21 April 2020

A Journey Around My Garden

Posted by David Lea


In 1790, while serving in the Piedmontese army, the French aristocrat Xavier de Maistre was arrested for duelling and sentenced to 42 days imprisonment in his own lodgings. The result was the singular little masterpiece A Journey Around My Room. With the whole of Britain now sharing something like de Maistre’s plight, I’ve decided to recreate the book in miniature (I thought I had a copy somewhere in the house, but if I do, I can’t find it, and can’t get to the shop to buy another, and in any case, we think it’s out of print at the moment) with one important difference. As our house arrest is less strict than de Maistre’s (he makes it no further than his window-ledge, and that in the sequel A Nocturnal Expedition Around my Room), and because in early Spring I’d normally be out in search of Swinburne’s hounds on Winter’s traces, I’ll allow myself to stray into the garden.

So the day starts with birdsong, more noticeable than usual in the absence of traffic noise and aircraft. This is a good time of year to start disentangling one singer from another. Not many of our Summer visitors have arrived yet, so only the residents are singing – Dunnock, Robin, Song Thrush, Blackbird, Wren and – to stretch the definition of song a little – the Magpie that is using the twigs from our as yet leafless silver birch to build a nest in next door’s garden. From first light, the various species of tits - Great, Blue and Coal – are busy getting ready for the breeding season.
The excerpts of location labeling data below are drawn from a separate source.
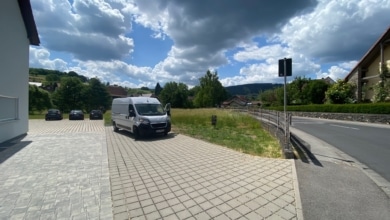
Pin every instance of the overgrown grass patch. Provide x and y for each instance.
(234, 130)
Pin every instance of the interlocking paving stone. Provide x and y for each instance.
(83, 170)
(61, 173)
(186, 178)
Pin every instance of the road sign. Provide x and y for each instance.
(285, 67)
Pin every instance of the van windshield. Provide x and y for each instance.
(149, 109)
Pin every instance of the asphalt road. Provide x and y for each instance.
(334, 185)
(368, 143)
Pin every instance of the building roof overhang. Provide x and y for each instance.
(372, 53)
(29, 22)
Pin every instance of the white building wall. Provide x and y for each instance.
(14, 66)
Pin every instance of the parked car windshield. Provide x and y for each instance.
(149, 109)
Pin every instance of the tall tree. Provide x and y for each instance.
(38, 99)
(176, 94)
(211, 92)
(340, 93)
(316, 90)
(70, 94)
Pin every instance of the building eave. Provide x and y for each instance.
(29, 22)
(370, 55)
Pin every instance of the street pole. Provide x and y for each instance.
(285, 99)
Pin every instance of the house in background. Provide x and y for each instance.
(18, 32)
(366, 73)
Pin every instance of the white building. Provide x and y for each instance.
(18, 32)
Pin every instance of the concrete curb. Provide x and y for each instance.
(305, 146)
(298, 201)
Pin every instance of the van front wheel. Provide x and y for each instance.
(116, 129)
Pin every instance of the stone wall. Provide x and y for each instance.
(371, 118)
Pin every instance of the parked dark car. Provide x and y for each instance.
(76, 115)
(95, 114)
(53, 114)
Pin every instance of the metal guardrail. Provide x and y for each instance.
(277, 123)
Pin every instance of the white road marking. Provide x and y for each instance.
(340, 126)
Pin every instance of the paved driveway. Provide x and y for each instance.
(178, 177)
(83, 170)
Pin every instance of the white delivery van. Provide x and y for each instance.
(140, 115)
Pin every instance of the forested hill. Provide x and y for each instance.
(42, 75)
(254, 88)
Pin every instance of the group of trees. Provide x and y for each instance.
(72, 94)
(303, 91)
(209, 93)
(79, 92)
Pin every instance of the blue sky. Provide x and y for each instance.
(137, 43)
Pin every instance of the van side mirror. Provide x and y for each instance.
(167, 108)
(131, 113)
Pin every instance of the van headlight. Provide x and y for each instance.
(144, 121)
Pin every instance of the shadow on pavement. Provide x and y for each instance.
(303, 150)
(11, 147)
(156, 137)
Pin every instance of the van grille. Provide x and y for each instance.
(159, 125)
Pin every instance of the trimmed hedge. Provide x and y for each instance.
(377, 108)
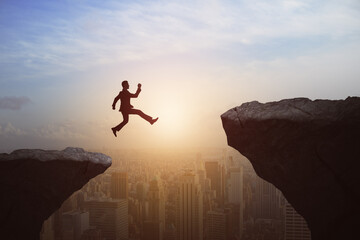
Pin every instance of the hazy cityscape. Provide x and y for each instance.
(155, 195)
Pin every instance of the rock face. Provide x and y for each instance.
(310, 150)
(34, 183)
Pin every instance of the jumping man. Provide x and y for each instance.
(126, 108)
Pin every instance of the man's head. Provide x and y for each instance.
(125, 84)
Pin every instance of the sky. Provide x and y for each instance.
(62, 63)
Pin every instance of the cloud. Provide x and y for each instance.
(132, 31)
(13, 103)
(59, 131)
(10, 130)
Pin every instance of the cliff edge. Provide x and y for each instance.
(310, 150)
(34, 184)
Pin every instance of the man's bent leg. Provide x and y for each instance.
(123, 123)
(141, 114)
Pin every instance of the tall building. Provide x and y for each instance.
(295, 226)
(267, 200)
(74, 223)
(216, 174)
(236, 185)
(119, 185)
(190, 208)
(216, 225)
(110, 216)
(236, 182)
(155, 225)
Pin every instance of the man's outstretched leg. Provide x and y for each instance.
(122, 124)
(143, 115)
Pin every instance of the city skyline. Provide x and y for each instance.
(155, 197)
(62, 64)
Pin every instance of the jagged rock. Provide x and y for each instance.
(34, 183)
(310, 150)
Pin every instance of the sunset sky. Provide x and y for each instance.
(62, 63)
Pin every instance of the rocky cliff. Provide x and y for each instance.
(34, 183)
(310, 150)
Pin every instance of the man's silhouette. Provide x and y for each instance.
(126, 108)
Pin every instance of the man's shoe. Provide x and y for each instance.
(114, 131)
(153, 121)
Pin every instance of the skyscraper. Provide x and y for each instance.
(190, 208)
(267, 200)
(119, 185)
(215, 173)
(295, 226)
(110, 216)
(236, 192)
(155, 225)
(236, 185)
(216, 225)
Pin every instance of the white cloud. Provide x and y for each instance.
(13, 103)
(133, 31)
(9, 130)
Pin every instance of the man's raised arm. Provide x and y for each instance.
(134, 95)
(115, 100)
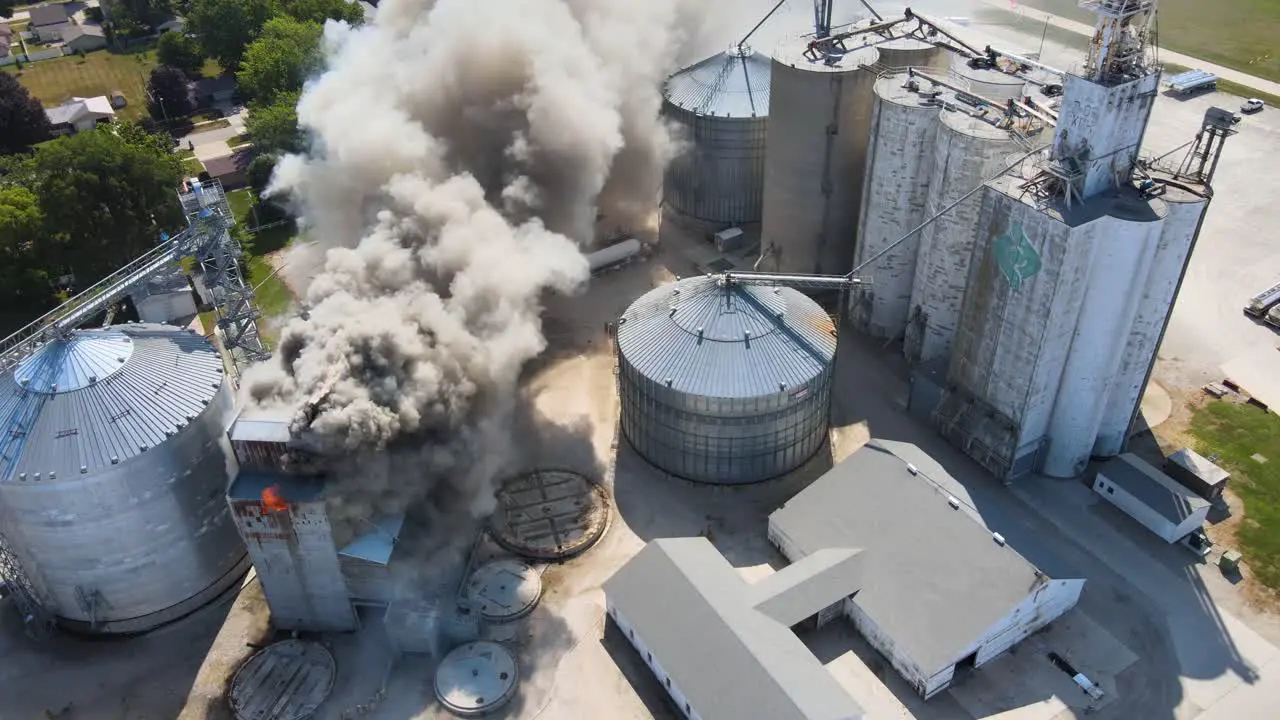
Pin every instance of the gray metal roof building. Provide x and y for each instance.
(721, 106)
(726, 646)
(725, 383)
(936, 582)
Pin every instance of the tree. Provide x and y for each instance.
(321, 10)
(225, 27)
(167, 92)
(22, 119)
(179, 50)
(105, 197)
(274, 128)
(280, 59)
(23, 277)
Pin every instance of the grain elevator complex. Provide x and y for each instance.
(987, 220)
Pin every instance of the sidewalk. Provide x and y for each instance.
(1165, 55)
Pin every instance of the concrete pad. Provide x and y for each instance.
(1255, 373)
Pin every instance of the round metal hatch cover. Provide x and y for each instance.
(476, 678)
(504, 589)
(549, 514)
(286, 680)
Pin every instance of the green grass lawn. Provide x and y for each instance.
(1243, 35)
(97, 73)
(1235, 433)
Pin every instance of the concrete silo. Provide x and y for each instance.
(725, 383)
(968, 149)
(895, 191)
(988, 82)
(814, 158)
(1187, 203)
(1125, 245)
(113, 474)
(721, 108)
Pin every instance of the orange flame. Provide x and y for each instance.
(273, 501)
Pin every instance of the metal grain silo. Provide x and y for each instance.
(113, 473)
(814, 159)
(721, 108)
(967, 150)
(1185, 203)
(725, 383)
(895, 191)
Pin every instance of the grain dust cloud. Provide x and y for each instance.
(458, 155)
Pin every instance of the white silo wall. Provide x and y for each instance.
(909, 53)
(1121, 261)
(967, 151)
(895, 190)
(990, 83)
(1176, 238)
(814, 155)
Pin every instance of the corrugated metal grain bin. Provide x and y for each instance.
(725, 383)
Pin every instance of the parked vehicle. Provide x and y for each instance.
(1261, 302)
(1192, 81)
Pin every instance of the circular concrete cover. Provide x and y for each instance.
(549, 514)
(476, 678)
(504, 589)
(286, 680)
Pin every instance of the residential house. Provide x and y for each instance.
(85, 37)
(232, 171)
(49, 22)
(206, 92)
(80, 114)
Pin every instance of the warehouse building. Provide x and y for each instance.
(723, 648)
(1151, 497)
(938, 593)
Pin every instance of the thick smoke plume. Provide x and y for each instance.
(460, 154)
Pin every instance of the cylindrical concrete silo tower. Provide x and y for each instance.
(968, 149)
(725, 383)
(721, 108)
(895, 192)
(987, 82)
(904, 53)
(1124, 249)
(1187, 205)
(114, 473)
(814, 159)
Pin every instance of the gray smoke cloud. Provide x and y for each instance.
(460, 154)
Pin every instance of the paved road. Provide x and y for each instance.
(1165, 55)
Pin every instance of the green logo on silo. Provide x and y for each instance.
(1018, 260)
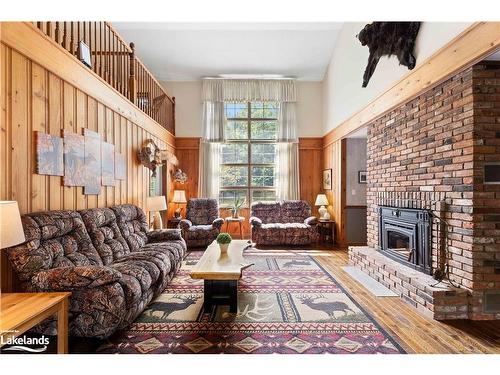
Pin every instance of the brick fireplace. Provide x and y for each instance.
(432, 152)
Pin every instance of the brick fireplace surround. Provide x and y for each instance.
(433, 150)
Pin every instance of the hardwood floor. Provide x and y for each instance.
(415, 333)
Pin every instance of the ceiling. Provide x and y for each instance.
(191, 51)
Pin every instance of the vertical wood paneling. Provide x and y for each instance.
(20, 135)
(55, 93)
(32, 98)
(69, 125)
(39, 109)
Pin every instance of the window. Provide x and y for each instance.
(248, 157)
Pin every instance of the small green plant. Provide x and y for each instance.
(223, 238)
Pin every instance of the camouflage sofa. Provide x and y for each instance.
(202, 223)
(283, 223)
(105, 257)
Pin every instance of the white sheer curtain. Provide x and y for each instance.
(217, 91)
(287, 171)
(209, 170)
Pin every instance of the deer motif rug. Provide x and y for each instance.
(287, 303)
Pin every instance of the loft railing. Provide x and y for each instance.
(115, 62)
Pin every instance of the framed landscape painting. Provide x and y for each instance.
(327, 179)
(92, 163)
(49, 154)
(74, 159)
(108, 164)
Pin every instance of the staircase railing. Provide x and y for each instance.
(115, 62)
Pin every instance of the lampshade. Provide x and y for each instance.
(321, 200)
(179, 196)
(158, 203)
(11, 228)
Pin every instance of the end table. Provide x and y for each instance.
(22, 311)
(173, 223)
(326, 230)
(238, 220)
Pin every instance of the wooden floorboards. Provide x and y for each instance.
(415, 332)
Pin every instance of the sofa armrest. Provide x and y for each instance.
(311, 220)
(185, 224)
(255, 221)
(164, 235)
(217, 223)
(73, 278)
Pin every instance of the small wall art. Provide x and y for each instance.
(108, 164)
(49, 154)
(92, 163)
(74, 159)
(362, 177)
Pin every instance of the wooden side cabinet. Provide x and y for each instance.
(22, 311)
(326, 230)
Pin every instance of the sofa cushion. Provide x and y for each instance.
(202, 211)
(267, 212)
(295, 211)
(53, 239)
(133, 225)
(105, 235)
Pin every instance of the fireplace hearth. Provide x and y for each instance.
(405, 236)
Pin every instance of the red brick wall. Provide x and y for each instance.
(486, 198)
(433, 147)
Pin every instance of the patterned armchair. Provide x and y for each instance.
(90, 255)
(202, 223)
(283, 223)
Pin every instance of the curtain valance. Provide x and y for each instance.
(247, 90)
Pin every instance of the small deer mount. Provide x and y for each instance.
(387, 39)
(151, 156)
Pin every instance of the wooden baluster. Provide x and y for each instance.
(132, 86)
(65, 36)
(58, 33)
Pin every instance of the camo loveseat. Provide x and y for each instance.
(105, 257)
(283, 223)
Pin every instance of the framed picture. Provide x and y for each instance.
(84, 53)
(74, 159)
(327, 179)
(49, 154)
(92, 163)
(362, 177)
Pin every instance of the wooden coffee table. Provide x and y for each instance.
(221, 273)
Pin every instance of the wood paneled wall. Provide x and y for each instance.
(334, 159)
(310, 169)
(34, 98)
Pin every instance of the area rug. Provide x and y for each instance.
(287, 303)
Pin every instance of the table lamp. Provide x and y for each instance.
(157, 204)
(322, 201)
(11, 228)
(179, 198)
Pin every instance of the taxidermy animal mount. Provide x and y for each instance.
(151, 156)
(389, 38)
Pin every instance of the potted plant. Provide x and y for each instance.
(223, 239)
(235, 208)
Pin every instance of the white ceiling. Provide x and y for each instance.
(190, 51)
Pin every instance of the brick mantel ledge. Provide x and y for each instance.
(441, 302)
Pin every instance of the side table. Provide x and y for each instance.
(173, 223)
(326, 230)
(238, 220)
(22, 311)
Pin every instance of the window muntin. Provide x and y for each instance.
(248, 157)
As the sun climbs, various insects follow it. Columns of midges, a few hoverflies (read Fredrik Sjoberg’s The Fly Trap to discover how compelling hoverflies can be) a bumblebee or two. There aren’t many flowers blooming yet for the nectar seekers; Lesser Celandine and my favourite weed Herb Robert are the most noticeable. Geranium robertianum, a pretty little native geranium, will seemingly grow anywhere, in any or even almost no soil, and in climatic conditions ranging from drought to flood. I think I’ve seen it in flower in every month of the year. Ficaria verna on the other hand, as its Latin name implies, is very much an early spring flower, although I have seen it flowering as early as November, which is definitely stretching the definition of spring. In the company of Wood Anemone it carpets our local woodlands at this time of year, its bright yellow star-like flowers basking in the sunlight that the as-yet leafless trees allow to pass, turning towards the light like sunflowers and closing tightly when night falls. At the lawn edges in the garden it’s a welcome early blast of colour. By the end of April it will have disappeared without trace.

In the holly hedge, as in the living room, a variety of spiders are hard at work on webs – inside, most often those splendid, gothic tangles reminiscent of Miss Havisham’s sitting room in Great Expectations, outside, the proper Charlotte’s Web affairs in trees and bushes, the work of Araneus diadematus in the main, also known as garden spider, diadem spider, orangie, cross spider and crowned orb weaver. The Latin and the common names taken together give a good sense of its habitat, its habits and its appearance. At this time of year it’s fairly small, chestnut in colour and with a distinct white cross on its back. By the end of summer the females in particular can reach, by the standards of British spiders, a fairly impressive size. In the grass the horizontal canopies spun by money spiders catch the morning dew, along with the rising midges.

Then dusk, and the birds are singing again, and I think about Hardy’s ‘Darkling Thrush’:

 So little cause for carolings
      Of such ecstatic sound
Was written on terrestrial things
      Afar or nigh around,
That I could think there trembled through
      His happy good-night air
Some blessed Hope, whereof he knew
      And I was unaware.

It’s a poem I’ve heard a lot, recently, but I’ve always found it troubling. Hardy seems to be placing on the shoulders of the poor bird a burden it can’t possibly carry, and of which it can’t possibly be aware.

Then silence, at least to human ears. In fact, the darkness is filled with the ear-splitting screech of bats (not, I know, the world’s favourite taxon at the moment), newly emerged from hibernation, quartering the gardens like tiny nocturnal harriers in search of insect prey. Only a few as yet; mainly Pipistrelles in three, I think, varieties, the two species of Noctule, but they’ll be joined by others as the nights grow shorter. It’s only at dusk that I see them, but with a bat detector, attached to a computer, I can listen to them all night long, and watch the distinctive curves of their echolocation cries dance across the screen, each species with its own distinctive shape, occasionally compressing to an ecstatic buzz as they approach an insect, then devour it on the wing. Slowed down, the Noctules have a rather melancholy sound, like owls hooting. The Long-Eared Bats yap a bit like Yorkshire terriers, while the Pipistrelles remind me of swifts, whose arrival (it must be soon!) is always a high point of my year. But mostly, of course, these non-humans resemble themselves far more closely than anything else. For all the pleasure that we can and should and must take in the natural world, it’s not there to make us better humans or better inhabitants of the planet. In all its mysterious, fascinating beauty, it isn’t there for us, or them, or even them and us. What fundamentally it is about is it. Let’s take a little while to admire it.